Sketchbook - Model Building Tips
March 1955 Air Trails Hobbies for Young Men
Necessity is the mother of invention, as the old saying goes. Back in the 1950s, invention was the necessity of modelers who were either on a tight budget, did not have access to the plethora of gadgets and devices available these days, or both. I really enjoy reading about some of the ideas devised by modelers for use on their airplanes. While doing something like splitting balsa sticks lengthwise to facilitate bending around tight curves - similar to laminating individual pieces, but on a local level - might seems obvious to a seasoned builder, there are always new people entering the realm or even old hands exploring a new area of aeromodeling who need to learn new methods. I actually had an idea printed once in Model Aviation where I suggested saving the small hypodermic dispensers (the ones with the skinny nozzles) from tooth whitening applicators for use in injecting epoxy into hinge slots.
Toy "wind-up" auto gear box furnishes 8:1 escapement rubber winder reports Richard Stephens, Bronx, N.Y.C.
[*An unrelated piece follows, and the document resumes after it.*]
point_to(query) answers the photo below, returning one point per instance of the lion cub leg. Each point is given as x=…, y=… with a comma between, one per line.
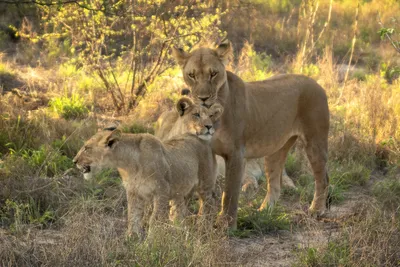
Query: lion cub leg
x=274, y=165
Have you developed something new in construction, control, or flying? Send a rough sketch - we'll redraw it and pay $10 for each accepted. Ideas should be original; sorry, no correspondence on submissions.
Longerons, leading edges, etc., may be curved easily if split, cemented in position says Ed Hecker, Ft. Lauderdale, Fla.
Beam-mounted engine is easily adapted for radial mounting suggests Carl Dodge, East Cleveland, Ohio
Realistic "flaps down" position at rest, on take-off and at landing for control model or freeflight scale is feature of gadget built by David Froba, Lousiville, Ky.
R/C model tab adjustment, designed by Eugene Englehardt, Cranston, R.I., permits quick increase or reduction of fin tab movement.
Rex DeSilets, Drexel Hill, Penna., devised unique system of making realistic dashboard for scale models.